I think I'd like to recite that while I watch the winter solstice at Stonehenge. I want to bring a blank journal and finally master poetry because I'm so inspired by my surroundings. Thanks for the grace and beauty in the middle of a mixed up and self-absorbed world. This is what really matters.

Devin said...

Thanks so much for stopping by Autumnforest-I am so happy some people are enjoying these! Blake is magnificent -if I can remember where I found the it (i think it was on scribd?) you can download his complete works for free-and of course a scribd account itself -is or at least was free-best to you as always!

Autumnforest said...

Devin;
I admit to being a Dylan Thomas freak, but then I'm a very romantic-type of female and his writings reminded me of my very British-like setting in Virginia where I grew up with English gardens in a very pastoral setting. If I ever stop writing the horror novel and quit painting and gardening for a few minutes, I might like to try poetry again.

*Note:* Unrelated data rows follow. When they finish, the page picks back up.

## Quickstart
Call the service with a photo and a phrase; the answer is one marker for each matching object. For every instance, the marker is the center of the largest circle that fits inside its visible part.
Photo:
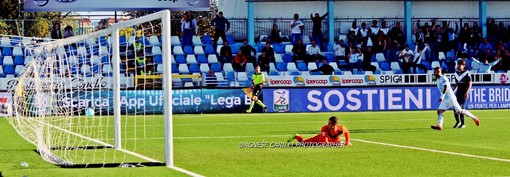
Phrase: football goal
(100, 99)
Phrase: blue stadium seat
(201, 59)
(123, 41)
(96, 69)
(230, 76)
(193, 68)
(230, 39)
(450, 54)
(287, 57)
(9, 69)
(359, 72)
(278, 48)
(158, 59)
(330, 57)
(19, 60)
(209, 49)
(259, 46)
(281, 66)
(15, 40)
(174, 68)
(216, 67)
(144, 40)
(427, 64)
(234, 48)
(180, 59)
(301, 66)
(206, 40)
(7, 51)
(105, 60)
(188, 50)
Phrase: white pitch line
(433, 150)
(186, 171)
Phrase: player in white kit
(447, 100)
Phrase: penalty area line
(432, 150)
(190, 173)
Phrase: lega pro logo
(503, 79)
(41, 2)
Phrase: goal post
(78, 104)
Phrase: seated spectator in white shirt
(314, 52)
(340, 51)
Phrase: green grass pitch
(209, 145)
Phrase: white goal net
(98, 99)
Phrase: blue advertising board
(377, 99)
(113, 5)
(151, 101)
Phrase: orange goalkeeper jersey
(333, 135)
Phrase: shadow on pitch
(358, 131)
(392, 130)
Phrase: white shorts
(450, 102)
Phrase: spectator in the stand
(430, 40)
(475, 36)
(354, 28)
(55, 31)
(491, 30)
(363, 35)
(325, 68)
(501, 46)
(189, 28)
(299, 51)
(487, 55)
(211, 79)
(484, 46)
(373, 35)
(264, 61)
(392, 47)
(240, 61)
(226, 53)
(296, 27)
(420, 38)
(384, 29)
(397, 34)
(340, 53)
(416, 62)
(352, 37)
(275, 34)
(68, 31)
(485, 67)
(317, 28)
(249, 52)
(221, 27)
(269, 52)
(354, 56)
(381, 43)
(464, 35)
(452, 38)
(367, 60)
(407, 57)
(314, 52)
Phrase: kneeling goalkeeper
(330, 133)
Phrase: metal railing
(263, 26)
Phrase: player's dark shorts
(461, 100)
(256, 90)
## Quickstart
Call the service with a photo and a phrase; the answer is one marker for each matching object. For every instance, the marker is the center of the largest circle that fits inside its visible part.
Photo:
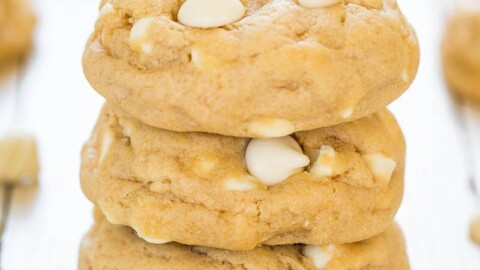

I was an English major, but I fear that I never had the patience when I was younger for poetry--I was too self absorbed and had no body of life experience to properly feed my creativity.

Devin said...

I agree so much about life experience autumnforest-i also like thomas -I never even had a thought to try poetry really-but do enjoy it so much -I definitely hope you keep writing horror (my fave or one of my fave genres-besides mystery)-thanks so much for stopping by and best as always to you!!

James said...

well... people who think this poem is crediting england, are deeply wrong. it has got nothing to do with the beauty of england, he is criticising it, he has a love hate relationship concerning his england. He despises it. It is full of the "Dark Satanic Mills", he says that jesus would never come onto this country.
it is pure irony, a subtle irony that has fooled generations of people. these dark satanic mills, are the factories of the industrial revolution.
it is such a hyperbole that it makes england sound ridiculous.
he wants to fight, he will not "cease his mental fight", he will not let his "sword sleep in his hand", he wants to build "jerusalem in his country" he wants to fix it, but he cant. it is stuck, it is filled with the dark satanic mills.
please, dont think this poem is patriotic. it isnt.
and the people who sing this at rugby games, and as an almost national anthem ]are seriously misguided.

Devin said...

Hi James,
I so appreciate you stopping by -not only for the fact of leaving a great comment -but also that your comment is under an "old" subject/topic -I think before yours this eve I have had a grand total of 2 or 3 comments that were made under something not on the current "front" page.
I had no idea folks sang that at rugby games! The "Satanic Mills" certainly put in my mind the dark, dreary factories and mines and overworked and poor populace of the industrial revolution. Your comment reminded me of a modern example of people "misreading" an artist's intentions-although I am very reluctant to compare it in anyway to anything Blake did-but now that I have mentioned it I will -the modern rock star Bruce Springsteen had a song called "Born in the USA" in the mid-1980s-and even tho the tempo is upbeat any moron (which I can be quite often:-) listening to the words carefully can tell the song is anything but a "let's roll" kind of busllshit jingoist song-it is a sad song and even mentions a brother losing a brother in Vietnam-well some dirtbag in the Reagan re-election team for 1984 wanted to use the song as a campaign theme song for the Gipper's reelection-was very happy Springsteen said NO! like i say-had they listened to the damn words it woulda been obvious -sorry to go on and on and i hope it didnt seem like i was comparing apples and oranges with this analogy-best to you as always and thanks again for your well-thought out comment!